Alongside the drop in hash rate, on-chain data suggests that Bitcoin’s market activity is slowing. The number of active Bitcoin addresses has fallen to 775,000 from 900,000 just days earlier, suggesting that traders may be pulling back or liquidating their positions. Notably, all spot Bitcoin ETFs reported a combined outflow of $572 million over the past two days, further reinforcing the idea that investors may be losing confidence in Bitcoin’s near-term prospects.
A Deeper Look at the Technical Indicators
The technical analysis of Bitcoin’s price action paints an increasingly grim picture. The daily chart reveals the formation of a classic head and shoulders pattern, one of the most well-known bearish formations in trading. This pattern is characterized by three peaks: a higher peak (the head), flanked by two smaller peaks (the shoulders). The neckline, a key support level, is located at $90,952, and a break below this level could signal the start of a more pronounced downtrend.
Further analysis of Bitcoin’s technical indicators reveals troubling signs of bearish divergence. Both the Relative Strength Index (RSI) and the Moving Average Convergence Divergence (MACD) are showing bearish divergence, a signal that Bitcoin’s price is moving in one direction while the momentum indicators move in the opposite direction. Specifically, the MACD histogram has dropped below the zero line, which historically indicates weakening bullish momentum.
The combination of the head and shoulders pattern and the bearish divergence suggests that Bitcoin’s price is at risk of breaking below key support levels. Should the price fall beneath the neckline at $90,952, Bitcoin could see a deeper correction. The first significant support level to watch is the 200-day moving average at $78,285, followed by $73,985, which marks the highest point reached by Bitcoin in March of the previous year.
Market sentiment, as reflected in on-chain metrics, is also aligning with the bearish outlook. With the number of active Bitcoin addresses dwindling, it’s clear that some traders are opting to sell rather than hold, signaling a shift in sentiment. Additionally, the outflows from Bitcoin ETFs suggest that institutional investors may be reducing their exposure to Bitcoin as concerns about a bearish breakout mount.
A Potential Bullish Reversal?
Despite the growing evidence of a potential bearish breakdown, there remains a glimmer of hope for Bitcoin bulls. The weekly chart shows that Bitcoin is forming a bullish pennant pattern, a continuation pattern that often signals a breakout to the upside. As long as Bitcoin remains above the $90,000 mark, this bullish pennant remains intact, providing a potential catalyst for upward price movement.

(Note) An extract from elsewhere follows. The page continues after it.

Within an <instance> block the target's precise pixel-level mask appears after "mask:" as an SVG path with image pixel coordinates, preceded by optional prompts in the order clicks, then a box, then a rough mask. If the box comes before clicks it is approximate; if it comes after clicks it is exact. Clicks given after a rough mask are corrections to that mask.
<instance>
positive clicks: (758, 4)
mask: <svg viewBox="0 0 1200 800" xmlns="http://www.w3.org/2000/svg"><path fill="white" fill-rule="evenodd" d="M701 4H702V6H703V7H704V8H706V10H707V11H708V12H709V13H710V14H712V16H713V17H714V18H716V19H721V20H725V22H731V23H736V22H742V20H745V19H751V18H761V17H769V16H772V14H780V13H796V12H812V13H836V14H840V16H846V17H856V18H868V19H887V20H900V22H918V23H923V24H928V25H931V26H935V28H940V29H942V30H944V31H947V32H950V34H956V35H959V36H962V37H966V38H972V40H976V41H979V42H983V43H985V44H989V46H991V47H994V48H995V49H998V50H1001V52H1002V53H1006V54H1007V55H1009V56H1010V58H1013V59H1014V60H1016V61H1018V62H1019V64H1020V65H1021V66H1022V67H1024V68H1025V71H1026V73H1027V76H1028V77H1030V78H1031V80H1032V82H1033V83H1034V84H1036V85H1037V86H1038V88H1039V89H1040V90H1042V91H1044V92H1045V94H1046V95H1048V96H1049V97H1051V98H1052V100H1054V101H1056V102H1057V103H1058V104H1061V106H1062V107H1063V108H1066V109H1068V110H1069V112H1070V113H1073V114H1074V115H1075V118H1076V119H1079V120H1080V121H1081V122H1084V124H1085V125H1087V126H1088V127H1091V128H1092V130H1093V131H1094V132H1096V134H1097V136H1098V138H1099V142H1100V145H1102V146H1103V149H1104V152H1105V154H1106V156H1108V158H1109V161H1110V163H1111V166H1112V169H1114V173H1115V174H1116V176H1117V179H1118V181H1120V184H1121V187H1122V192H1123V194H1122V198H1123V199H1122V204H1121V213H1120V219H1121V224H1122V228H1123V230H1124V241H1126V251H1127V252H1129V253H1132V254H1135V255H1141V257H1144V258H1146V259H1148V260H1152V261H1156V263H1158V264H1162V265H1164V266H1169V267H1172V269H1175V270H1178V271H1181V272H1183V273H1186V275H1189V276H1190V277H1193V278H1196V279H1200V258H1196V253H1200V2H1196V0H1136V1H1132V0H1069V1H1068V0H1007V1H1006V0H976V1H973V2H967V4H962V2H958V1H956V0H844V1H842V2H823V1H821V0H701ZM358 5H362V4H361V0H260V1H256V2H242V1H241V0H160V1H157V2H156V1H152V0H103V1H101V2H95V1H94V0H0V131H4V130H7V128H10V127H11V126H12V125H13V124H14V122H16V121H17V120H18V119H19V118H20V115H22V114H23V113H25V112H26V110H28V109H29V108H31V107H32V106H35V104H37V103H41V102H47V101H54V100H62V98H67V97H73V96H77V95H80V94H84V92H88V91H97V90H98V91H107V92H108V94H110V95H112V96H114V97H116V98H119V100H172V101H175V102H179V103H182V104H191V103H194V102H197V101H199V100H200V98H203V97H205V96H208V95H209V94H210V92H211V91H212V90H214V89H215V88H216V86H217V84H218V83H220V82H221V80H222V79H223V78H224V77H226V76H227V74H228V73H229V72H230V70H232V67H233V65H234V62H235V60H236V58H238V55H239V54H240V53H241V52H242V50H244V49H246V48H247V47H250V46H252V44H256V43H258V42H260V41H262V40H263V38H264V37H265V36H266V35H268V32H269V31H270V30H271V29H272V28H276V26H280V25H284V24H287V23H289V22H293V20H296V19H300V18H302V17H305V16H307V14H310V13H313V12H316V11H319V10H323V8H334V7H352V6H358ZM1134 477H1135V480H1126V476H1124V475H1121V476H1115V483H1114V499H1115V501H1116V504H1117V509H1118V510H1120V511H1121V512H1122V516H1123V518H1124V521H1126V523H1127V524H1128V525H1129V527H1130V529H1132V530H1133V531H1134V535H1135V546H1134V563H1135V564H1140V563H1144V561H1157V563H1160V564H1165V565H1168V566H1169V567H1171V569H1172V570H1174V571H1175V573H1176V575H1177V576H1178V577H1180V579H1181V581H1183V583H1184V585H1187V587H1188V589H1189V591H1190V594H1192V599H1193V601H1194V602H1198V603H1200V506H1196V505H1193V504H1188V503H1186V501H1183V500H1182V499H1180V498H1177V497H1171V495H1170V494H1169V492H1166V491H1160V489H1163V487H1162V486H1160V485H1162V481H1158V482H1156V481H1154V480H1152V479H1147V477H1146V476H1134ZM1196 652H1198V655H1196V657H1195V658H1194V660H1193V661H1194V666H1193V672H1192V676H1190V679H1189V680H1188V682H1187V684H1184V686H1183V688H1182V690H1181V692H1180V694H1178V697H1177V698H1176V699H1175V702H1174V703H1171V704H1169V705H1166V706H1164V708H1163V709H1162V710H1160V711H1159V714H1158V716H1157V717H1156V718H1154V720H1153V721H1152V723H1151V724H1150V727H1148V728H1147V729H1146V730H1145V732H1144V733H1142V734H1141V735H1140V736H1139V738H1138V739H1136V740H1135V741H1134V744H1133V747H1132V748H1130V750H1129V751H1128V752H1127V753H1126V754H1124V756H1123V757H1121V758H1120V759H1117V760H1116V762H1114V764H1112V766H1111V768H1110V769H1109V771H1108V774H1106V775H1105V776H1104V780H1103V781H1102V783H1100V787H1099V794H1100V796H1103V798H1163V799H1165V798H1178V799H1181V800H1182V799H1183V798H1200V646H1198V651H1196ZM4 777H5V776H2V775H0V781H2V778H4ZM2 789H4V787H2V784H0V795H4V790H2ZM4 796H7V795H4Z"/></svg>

However, for this bullish scenario to play out, Bitcoin must hold above critical support levels, particularly the $90,000 threshold. A decisive break above this level could trigger a surge in buying momentum, leading to a continuation of the upward trend. For now, the $90,000 level remains a crucial point of contention for Bitcoin’s price action.
Bitcoin’s price is currently at a crossroads. The formation of a bearish divergence pattern, combined with a falling hash rate and reduced network activity, suggests that Bitcoin could be at risk of a significant price breakdown. If the $90,000 level fails to hold, further downside could be in store, with support levels at $78,000 and $73,000 potentially coming into play. On the other hand, the formation of a bullish pennant on the weekly chart offers a potential for a price reversal if Bitcoin can maintain its position above key support levels.
As always, market participants should stay vigilant, monitoring both technical indicators and macroeconomic developments to gauge the direction of Bitcoin’s price movement in the coming weeks.